The handling and delivery falls on the shoulders of the mail handlers, postal workers and letter carriers of the U.S. Postal Service (USPS), for whom taking care of ballots is something like a sacred duty.
“It’s a patriotic thing,” said L.C. Hansen, president of Portland-headquartered Branch 82 of National Association of Letter Carriers (NALC). Between one-third and two-fifths of postal employees are military veterans, Hansen points out, thanks to civil service preferences in hiring.
And Hansen said her members are extra vigilant to see that ballots are correctly delivered, a conclusion echoed by Brian Dunsmore, vice president of American Postal Workers Union Local 128, and Gregory Stark, Executive Board member of National Postal Mail Handlers Union (NPMHU) Local 315.
Recent postal union conventions have passed resolutions calling for other states to adopt vote-by-mail, and not just because it brings in additional Postal Service revenue. It also enhances the image of the public postal service to the citizenry. And vote-by-mail makes it possible for membership groups — like labor unions — to amplify their political strength: Between ballot mail out and Election Day, groups like unions can get daily updates on which of their members have voted. That allows them to focus political education and get-out-the-vote efforts on members who haven’t voted yet, and thereby greatly increasing turnout.
Twenty-eight states allow voters to cast ballots by mail without the need for a special reason, but as yet only Oregon conducts all elections by mail in every county.
In Oregon’s system, ballots must arrive by 8 p.m. Election Day to be counted, and postmarks don’t count. But Hansen said elections officials are overly cautious when they say ballots have to be mailed several days before Election Day.
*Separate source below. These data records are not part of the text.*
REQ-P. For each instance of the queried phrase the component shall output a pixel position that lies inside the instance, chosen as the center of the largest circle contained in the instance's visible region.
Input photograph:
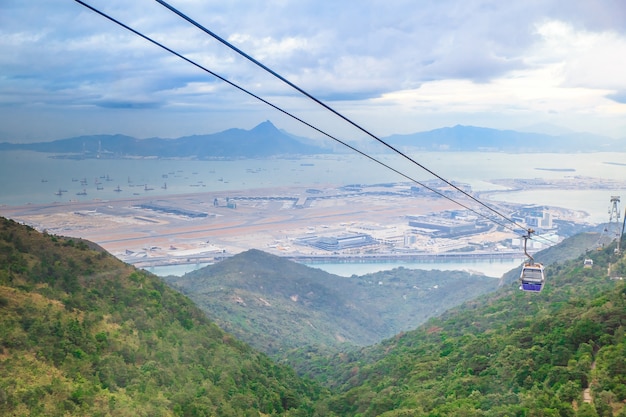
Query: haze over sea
(29, 177)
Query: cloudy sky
(392, 66)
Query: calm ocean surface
(29, 177)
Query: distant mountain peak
(265, 127)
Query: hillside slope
(505, 354)
(83, 334)
(277, 305)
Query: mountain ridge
(265, 140)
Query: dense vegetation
(508, 354)
(83, 334)
(277, 305)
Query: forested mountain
(558, 353)
(277, 305)
(82, 334)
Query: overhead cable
(327, 107)
(242, 89)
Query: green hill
(84, 334)
(505, 354)
(277, 305)
(81, 334)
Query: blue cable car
(532, 278)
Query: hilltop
(265, 140)
(277, 305)
(510, 353)
(81, 333)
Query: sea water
(38, 178)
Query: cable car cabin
(532, 277)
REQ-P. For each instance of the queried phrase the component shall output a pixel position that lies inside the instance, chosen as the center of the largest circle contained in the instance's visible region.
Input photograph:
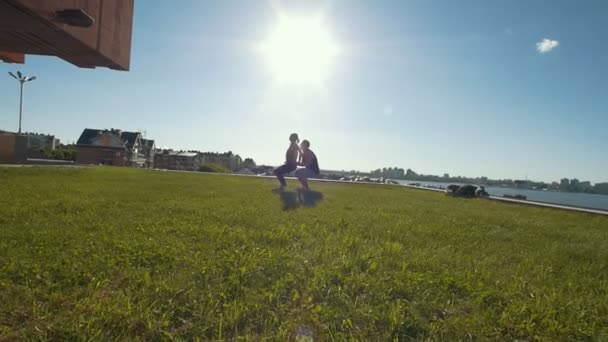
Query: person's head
(294, 138)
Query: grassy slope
(121, 253)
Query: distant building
(585, 186)
(177, 160)
(110, 147)
(601, 188)
(149, 150)
(36, 141)
(564, 184)
(227, 159)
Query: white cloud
(546, 45)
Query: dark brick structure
(110, 147)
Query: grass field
(108, 253)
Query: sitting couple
(296, 156)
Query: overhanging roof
(35, 27)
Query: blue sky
(436, 86)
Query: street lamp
(22, 79)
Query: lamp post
(22, 79)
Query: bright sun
(300, 50)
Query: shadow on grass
(292, 200)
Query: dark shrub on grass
(213, 168)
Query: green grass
(121, 254)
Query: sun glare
(300, 50)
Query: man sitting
(310, 163)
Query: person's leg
(280, 172)
(303, 175)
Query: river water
(592, 201)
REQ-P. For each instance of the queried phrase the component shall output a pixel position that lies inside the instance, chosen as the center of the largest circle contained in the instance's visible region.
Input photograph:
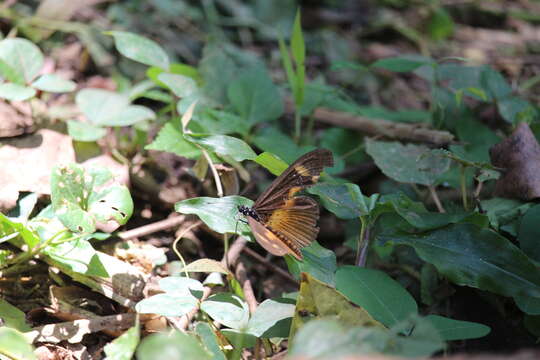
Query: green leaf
(13, 317)
(227, 309)
(54, 83)
(318, 261)
(23, 57)
(223, 145)
(179, 285)
(85, 132)
(79, 206)
(407, 163)
(181, 86)
(272, 140)
(100, 105)
(271, 162)
(171, 139)
(16, 92)
(175, 345)
(167, 304)
(480, 258)
(123, 347)
(529, 233)
(254, 97)
(403, 63)
(140, 49)
(210, 340)
(217, 213)
(268, 316)
(440, 25)
(382, 297)
(14, 345)
(344, 200)
(451, 329)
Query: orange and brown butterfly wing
(288, 223)
(303, 173)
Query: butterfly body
(282, 222)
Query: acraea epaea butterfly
(281, 222)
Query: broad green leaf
(344, 200)
(9, 227)
(171, 139)
(16, 92)
(451, 329)
(180, 85)
(220, 214)
(167, 304)
(123, 347)
(407, 163)
(320, 300)
(14, 345)
(529, 233)
(254, 97)
(140, 49)
(180, 285)
(271, 162)
(23, 56)
(272, 140)
(205, 265)
(227, 309)
(214, 121)
(130, 115)
(13, 317)
(299, 54)
(223, 145)
(54, 83)
(79, 206)
(268, 316)
(175, 345)
(84, 131)
(403, 63)
(382, 297)
(318, 261)
(471, 256)
(100, 105)
(210, 340)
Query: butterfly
(281, 222)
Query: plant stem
(463, 187)
(436, 199)
(297, 124)
(363, 243)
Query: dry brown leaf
(27, 163)
(519, 157)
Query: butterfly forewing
(281, 222)
(303, 173)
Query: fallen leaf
(27, 162)
(519, 157)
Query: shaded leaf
(451, 329)
(407, 163)
(175, 345)
(140, 49)
(471, 256)
(380, 295)
(216, 212)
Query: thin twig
(371, 126)
(436, 199)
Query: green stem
(297, 124)
(463, 187)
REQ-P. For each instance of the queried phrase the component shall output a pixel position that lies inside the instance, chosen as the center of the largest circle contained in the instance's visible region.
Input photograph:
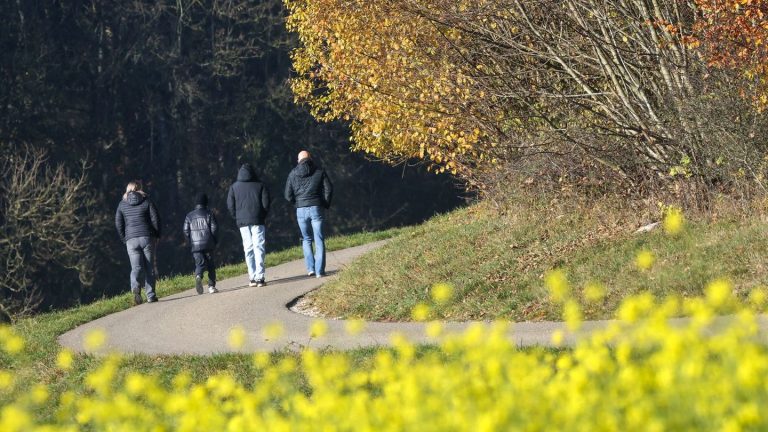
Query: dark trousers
(204, 261)
(141, 252)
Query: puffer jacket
(137, 216)
(308, 186)
(248, 199)
(200, 229)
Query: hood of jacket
(246, 174)
(306, 168)
(135, 197)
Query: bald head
(303, 155)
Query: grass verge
(496, 258)
(37, 363)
Because ballot envelopes are distinctive, and USPS employees go to extra efforts, even ballots mailed on the day of the election are likely to arrive in time, Hansen said — provided they are collected by 4 p.m. and mailed in the local area. Hansen herself goes to Portland’s main post office a few hours before the polls close and scours the system to make sure all ballots make their way to elections offices.
Finally, when it comes to overseeing the count, the workers at most county elections departments are union-represented. Multnomah County Elections Division, for example, has a permanent staff of 14 that’s assisted at election time by a temporary work force that swells to about 250. Twelve of the permanents are represented by American Federation of State, County and Municipal Employees Local 88. [AFSCME represents county workers in 16 of Oregon’s 36 counties. Several other counties are represented by the Service Employees International Union or by independent employee associations.]
© Oregon Labor Press Publishing Co. Inc.